LESÕES CLASSIFICADAS COMO eCura C2

Nesses casos a gastrectomia com linfadenectomia está indicada. Quando a cirurgia não pode ser recomendada devido à idade avançada ou alto risco pela presença de comorbidades graves, o seguimento pode ser uma opção a ser discutida com o paciente e familiares. Deve-se pesar riscos e benefícios, levando em consideração a morbidade e mortalidade do tratamento cirúrgico e a possibilidade de lesão residual, metástase linfática e evolução desfavorável com prognóstico reservado.

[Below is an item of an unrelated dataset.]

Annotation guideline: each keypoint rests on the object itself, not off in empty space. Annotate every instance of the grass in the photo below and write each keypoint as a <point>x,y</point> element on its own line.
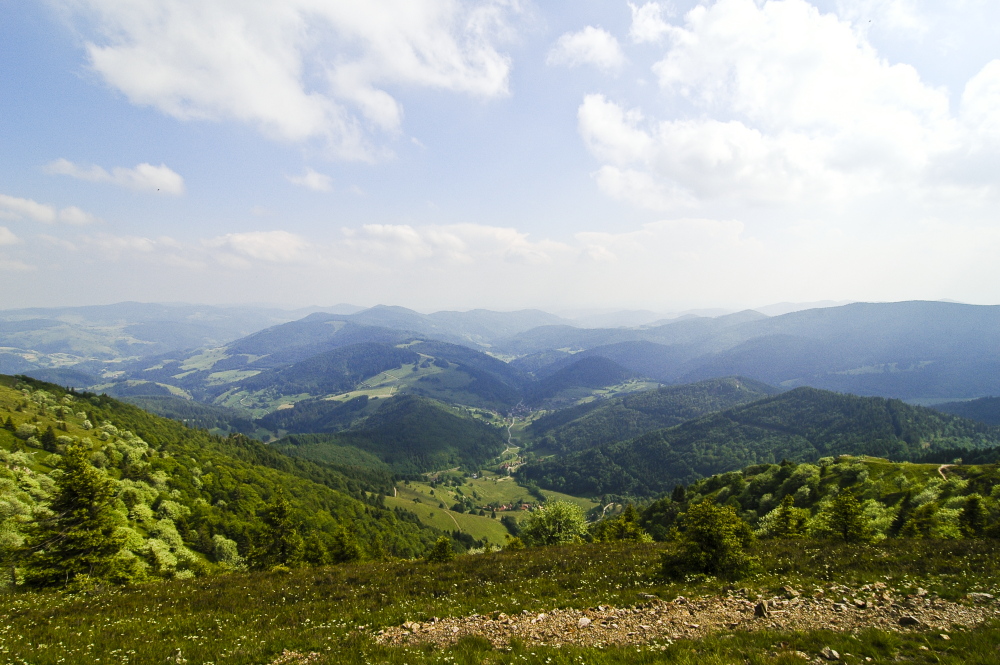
<point>488,488</point>
<point>250,618</point>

A Figura 3 mostra os critérios para estabelecer a curabilidade e a conduta baseados no sistema eCura.


FIGURA 3. CLASSIFICAÇÃO DA CURABILIDADE E CONDUTA BASEADOS NO SISTEMA ECURA.


Espero que a leitura tenha sido produtiva e que os novos conceitos introduzidos tragam melhores resultados e facilitem a tomada de decisão mediante um paciente com câncer gástrico precoce. Oferecer conteúdo científico de qualidade, de forma moderna e dinâmica, promovendo o estudo e a pesquisa em endoscopia digestiva no nosso país são os nossos objetivos. Grande abraço e até o próximo Journal Club!




REFERÊNCIAS:


  1. Japanese gastric cancer treatment guidelines 2018 (5th edition). Japanese Gastric Cancer Association. Gastric Cancer 2020. Published online on Feb 14,2020. https://doi.org/10.1007/s10120-020-01042-y.
  2. Hatta W, Gotoda T, Oyama T, Kawata N, Takahashi A, Yoshifuku Y et al. A Scoring System to Stratify Curability after Endoscopic Submucosal Dissection for Early Gastric Cancer: "eCura system". Am J Gastroenterol 2017;112(6):874-881. doi: 10.1038/ajg.2017.95.